Where do you go for advice on building confidence, concepts, loyalty, professionalism, and taking smart risks?
You go back to high school.
The Texas ProStart High School Competition
Recently, as part of a team of 25 restaurant industry leaders, I continued my streak of judging critical thinking skills at the annual Texas ProStart statewide competition sponsored by the Texas Restaurant Foundation, where I am a past trustee.
We selected a team of high school restaurant management students who will represent the state at the National Restaurant Association Educational Foundation ProStart Invitational in Washington, D.C. on May 2-4.
There, the top five teams will receive college scholarship money.
These amazing, thoughtful, and committed high school students present their concepts, then expose them to a shark tank-like analysis in concept, marketing, operations, and menu.
Once they get through that process, they get to sit down with judges like me and see what they did well and where they can improve.

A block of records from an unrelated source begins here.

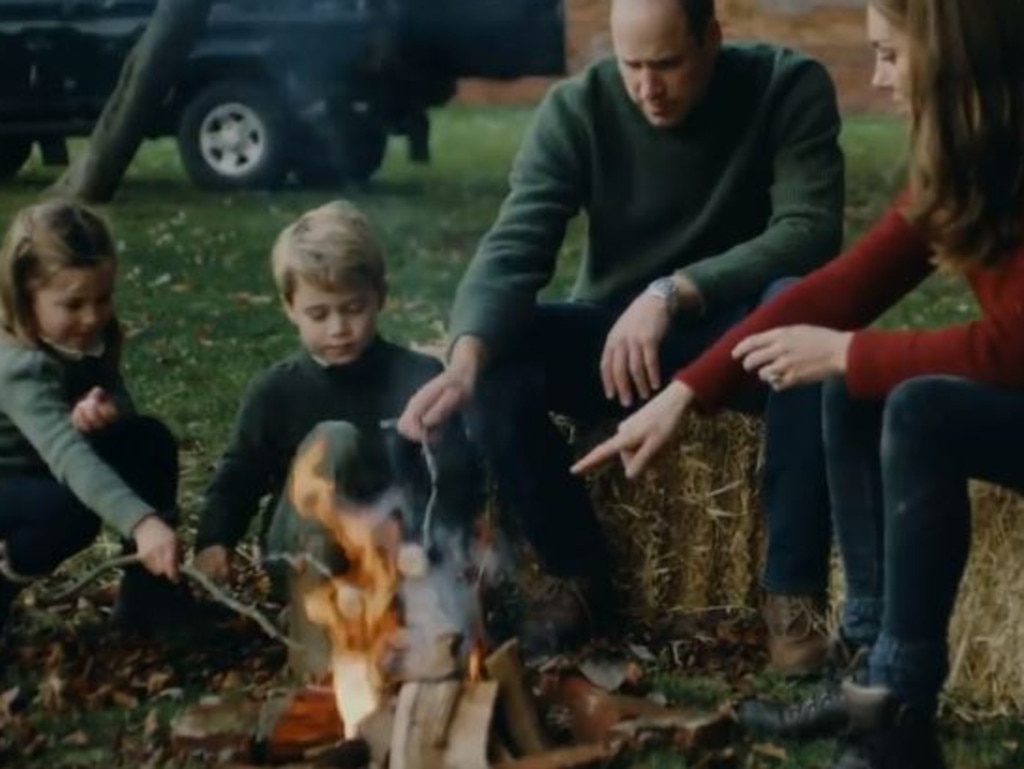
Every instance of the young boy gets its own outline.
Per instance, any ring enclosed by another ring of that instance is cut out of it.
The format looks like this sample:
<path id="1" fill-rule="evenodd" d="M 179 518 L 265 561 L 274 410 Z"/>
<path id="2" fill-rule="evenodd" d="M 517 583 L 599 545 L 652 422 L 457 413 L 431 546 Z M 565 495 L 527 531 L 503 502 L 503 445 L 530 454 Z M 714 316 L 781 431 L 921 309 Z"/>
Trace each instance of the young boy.
<path id="1" fill-rule="evenodd" d="M 231 551 L 267 495 L 274 511 L 265 538 L 271 556 L 307 553 L 343 568 L 331 536 L 299 516 L 285 494 L 293 461 L 315 440 L 326 442 L 328 471 L 347 500 L 397 488 L 407 525 L 418 526 L 431 493 L 419 444 L 386 423 L 442 367 L 377 333 L 387 284 L 366 218 L 344 202 L 309 211 L 279 236 L 271 266 L 302 349 L 250 384 L 207 490 L 195 565 L 215 580 L 228 576 Z M 458 420 L 431 451 L 433 525 L 468 533 L 482 502 L 482 475 Z"/>

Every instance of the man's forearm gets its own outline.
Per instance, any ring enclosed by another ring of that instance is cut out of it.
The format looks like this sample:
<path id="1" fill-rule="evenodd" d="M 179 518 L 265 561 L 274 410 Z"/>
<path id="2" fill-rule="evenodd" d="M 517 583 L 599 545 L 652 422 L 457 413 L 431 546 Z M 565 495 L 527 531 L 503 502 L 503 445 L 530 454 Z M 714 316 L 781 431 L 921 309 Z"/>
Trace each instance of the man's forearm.
<path id="1" fill-rule="evenodd" d="M 467 334 L 459 337 L 452 345 L 447 369 L 472 388 L 486 360 L 486 344 L 479 337 Z"/>

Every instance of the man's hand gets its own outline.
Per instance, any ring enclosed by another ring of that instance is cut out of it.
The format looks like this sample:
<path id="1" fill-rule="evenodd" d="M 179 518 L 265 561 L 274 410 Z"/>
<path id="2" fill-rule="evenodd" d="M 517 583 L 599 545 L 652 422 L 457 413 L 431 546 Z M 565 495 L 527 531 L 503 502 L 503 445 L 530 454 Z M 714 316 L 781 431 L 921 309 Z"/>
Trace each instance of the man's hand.
<path id="1" fill-rule="evenodd" d="M 682 382 L 672 382 L 653 400 L 620 423 L 612 437 L 572 465 L 572 472 L 585 473 L 617 455 L 626 477 L 635 478 L 668 442 L 692 400 L 693 390 Z"/>
<path id="2" fill-rule="evenodd" d="M 746 337 L 732 350 L 775 390 L 846 374 L 853 335 L 818 326 L 786 326 Z"/>
<path id="3" fill-rule="evenodd" d="M 410 440 L 423 442 L 431 431 L 469 402 L 483 365 L 483 343 L 475 337 L 461 337 L 452 350 L 447 369 L 421 387 L 409 399 L 398 418 L 398 432 Z"/>
<path id="4" fill-rule="evenodd" d="M 699 307 L 700 293 L 686 275 L 672 275 L 676 285 L 675 306 L 644 292 L 620 315 L 608 332 L 601 353 L 601 383 L 609 400 L 618 398 L 626 409 L 633 405 L 634 391 L 642 400 L 662 388 L 658 347 L 665 339 L 672 315 Z"/>
<path id="5" fill-rule="evenodd" d="M 231 579 L 231 554 L 223 545 L 210 545 L 196 553 L 193 565 L 215 583 Z"/>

Helping these students understand their power, potential, genius, and capabilities always ranks as one of the most meaningful things I do.
On the drive home I thought about how I could do that every day and be happy, and how much I enjoy helping my clients in the same way.
What the Students Can Teach Us
It’s a cliché that kids can be our best teachers, and that all we really need to know we learned in kindergarten.
But here are six things I learned from the students in this year’s competition:
- They can be unaware of their greatness until someone else tells them about it. When you tell them where they excel, they light up and listen – something they will remember for the rest of their lives.
- They understand the labor shortage. Significantly, they talk less about labor efficiencies in their imaginary restaurants, and more about benefits like flexible scheduling, meaningful culture, and subsidized tuition.
- They live in a time where seemingly every option exists. So they create mega-unique concepts like a Dubai-themed Mediterranean restaurant or a food truck that sells brunch wherever and whenever it goes.
- They are willing to take risks to learn, create, and defend and grow their ideas – using their time to do something special, when they could be mesmerized by TikTok or hanging out with their friends.
- Teams of three and four become stronger when they utilize everyone’s skills. Some of the teams show up out of balance, with one leader dominating. (They lose points for this just like we lose momentum from this in our restaurants.)
- Teams build up points in the competition not only for the quality of their ideas and decisions, but how effectively they communicate – just like we do. Selling ideas remains as critical as having ideas.
Looking at my list of takeaways from the Texas ProStart competition, what do they remind you to do today to grow your brands, your bond to guests and employees, and your net worth, and create great companies? Pay attention.